Mail Ballots Are at Issue as States Consider New Rules and Legal Action | INFBusiness.com

Assorted boxes to store ballots are stacked in West Chester, Pa., during the recount following the primary race between Dr. Mehmet Oz and David McCormick.

As the nation prepares for yet another pandemic election, the rules for voting by mail remain a flash point in many states, a conflict that is being waged in courtrooms and state houses over Republican-backed restrictions.

Here’s what happened this week:

  • In North Carolina, the State Board of Elections rejected a signature-matching requirement for absentee ballots that was proposed by the state Republican Party. The measure, denied by a party-line vote on Thursday, would have let counties compare signatures on applications and return envelopes for absentee ballots with those on voter registration cards.

    The board’s three Democrats said that the verification method would conflict with state law and would contribute to voters being treated differently, which they cautioned would be unconstitutional.
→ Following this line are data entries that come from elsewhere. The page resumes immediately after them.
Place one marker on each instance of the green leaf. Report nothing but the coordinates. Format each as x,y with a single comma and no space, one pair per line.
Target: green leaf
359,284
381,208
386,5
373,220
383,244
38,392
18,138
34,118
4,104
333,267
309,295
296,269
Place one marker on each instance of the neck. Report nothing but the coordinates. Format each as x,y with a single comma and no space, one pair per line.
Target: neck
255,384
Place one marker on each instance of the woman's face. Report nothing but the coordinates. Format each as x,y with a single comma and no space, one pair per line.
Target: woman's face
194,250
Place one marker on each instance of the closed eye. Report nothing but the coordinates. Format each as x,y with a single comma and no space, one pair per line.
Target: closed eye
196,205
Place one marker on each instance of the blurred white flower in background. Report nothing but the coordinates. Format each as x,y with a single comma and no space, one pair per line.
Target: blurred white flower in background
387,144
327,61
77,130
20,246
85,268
The panel’s two G.O.P. members contended that checking signatures “simply builds trust in the system.”

North Carolina is not the only battleground state where Republicans and Democrats are clashing over mail-in ballots.

  • Pennsylvania’s top election official, Leigh M. Chapman, a Democrat who is the acting secretary of the commonwealth, sued three counties on Tuesday over their refusal to include undated mail-in ballots in their official tallies from the May 7 primaries.
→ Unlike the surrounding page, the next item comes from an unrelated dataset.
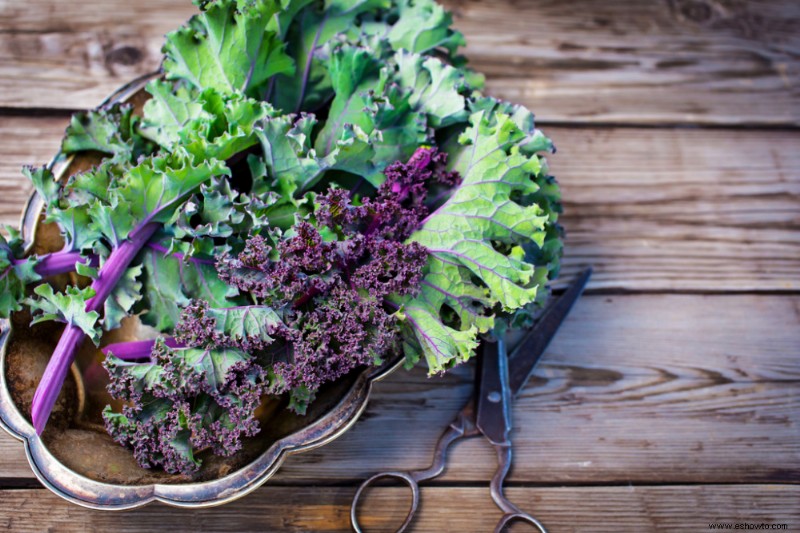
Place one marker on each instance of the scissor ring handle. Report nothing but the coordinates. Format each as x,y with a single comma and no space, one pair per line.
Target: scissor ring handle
406,478
520,517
    A state court had directed counties in June to report two sets of tallies to Ms. Chapman’s office, one that included ballots without dates handwritten on their return envelopes as required by law and one that did not.

    The three counties — Berks, Fayette and Lancaster, which are controlled by Republicans — have prevented the state from completing its final certification of the primary results, state elections officials said.
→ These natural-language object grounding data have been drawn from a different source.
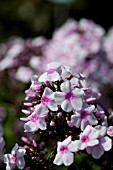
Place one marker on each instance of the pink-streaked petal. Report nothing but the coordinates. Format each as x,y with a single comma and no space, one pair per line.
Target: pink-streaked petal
68,158
41,124
41,110
53,65
31,126
2,143
102,130
7,158
20,162
82,146
92,119
58,159
74,81
66,141
93,142
84,123
77,104
66,106
89,150
78,92
66,86
107,145
90,109
43,77
87,130
58,146
53,77
52,106
20,152
94,134
97,151
110,131
15,148
75,120
59,97
47,92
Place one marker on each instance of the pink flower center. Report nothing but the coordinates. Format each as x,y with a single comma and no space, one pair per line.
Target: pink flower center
34,118
83,114
69,96
13,158
64,149
84,138
51,71
44,100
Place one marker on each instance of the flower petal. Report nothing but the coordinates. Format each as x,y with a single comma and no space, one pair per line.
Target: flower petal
47,92
41,124
75,120
90,108
66,141
97,151
107,144
20,152
77,103
53,77
52,106
41,110
93,142
78,92
73,146
59,97
43,77
58,159
66,86
66,106
20,162
68,158
31,126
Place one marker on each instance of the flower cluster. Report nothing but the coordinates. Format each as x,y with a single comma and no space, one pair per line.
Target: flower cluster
65,117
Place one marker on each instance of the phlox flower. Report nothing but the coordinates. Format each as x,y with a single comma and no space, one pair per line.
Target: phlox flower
84,117
52,73
47,99
2,144
16,158
69,98
105,143
89,137
37,119
24,74
64,152
110,131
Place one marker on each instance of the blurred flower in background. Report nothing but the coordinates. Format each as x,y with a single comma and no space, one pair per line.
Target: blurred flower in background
34,33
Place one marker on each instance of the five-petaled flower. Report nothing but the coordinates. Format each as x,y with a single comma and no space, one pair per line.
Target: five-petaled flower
52,73
64,152
47,99
37,119
69,98
84,117
16,158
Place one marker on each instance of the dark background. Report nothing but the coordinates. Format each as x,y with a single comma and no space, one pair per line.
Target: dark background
31,18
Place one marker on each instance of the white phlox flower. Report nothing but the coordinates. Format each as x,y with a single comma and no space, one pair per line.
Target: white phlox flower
37,119
52,73
69,98
16,158
64,152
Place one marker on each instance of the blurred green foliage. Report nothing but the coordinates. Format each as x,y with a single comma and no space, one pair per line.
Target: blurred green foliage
31,18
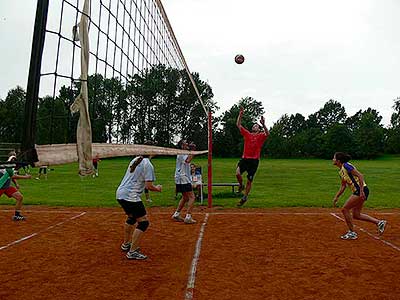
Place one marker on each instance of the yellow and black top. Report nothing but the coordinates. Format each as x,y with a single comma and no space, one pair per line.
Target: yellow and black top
352,181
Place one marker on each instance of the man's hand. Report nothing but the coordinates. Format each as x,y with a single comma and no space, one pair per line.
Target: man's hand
262,120
335,200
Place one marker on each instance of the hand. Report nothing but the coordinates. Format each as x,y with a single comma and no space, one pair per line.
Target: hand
262,121
192,146
335,200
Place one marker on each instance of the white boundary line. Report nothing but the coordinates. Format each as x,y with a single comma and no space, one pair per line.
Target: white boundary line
198,213
41,231
370,234
192,273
    The lack of dates on ballot envelopes was a point of contention in the Republican Senate primary that was narrowly won by Dr. Mehmet Oz over David McCormick. Disputes over such ballots have resulted in legal action in state and federal courts, including the U.S. Supreme Court.

The conflict over mail-in voting is not limited to purple or red states.

  • In deep-blue Massachusetts, the Supreme Judicial Court on Monday denied a lawsuit filed by the state Republican Party that had sought to block no-excuse mail-in voting from becoming permanent.

    The party had argued that voting by mail, made popular during the pandemic and codified as part of a law signed last month by Gov. Charlie Baker, a Republican, is unconstitutional.

The court’s order in Massachusetts was not the only setback this week for Republicans.

  • In Texas, a lawsuit challenging voting restrictions that were enacted in 2021 was for the most part allowed on Tuesday to move forward by a federal court judge in San Antonio.

    The secretary of state and state attorney general, offices held by Republicans, had sought to dismiss the legal action by several voting rights groups.

    The restrictions forbade balloting methods introduced in 2020 to make voting easier during the pandemic, including drive-through polling places and 24-hour voting. They also barred election officials from sending voters unsolicited absentee-ballot applications and from promoting the use of vote by mail.

    Voters must now provide their driver’s license number or the last four digits of their Social Security number on applications for mail-in ballots and on return envelopes.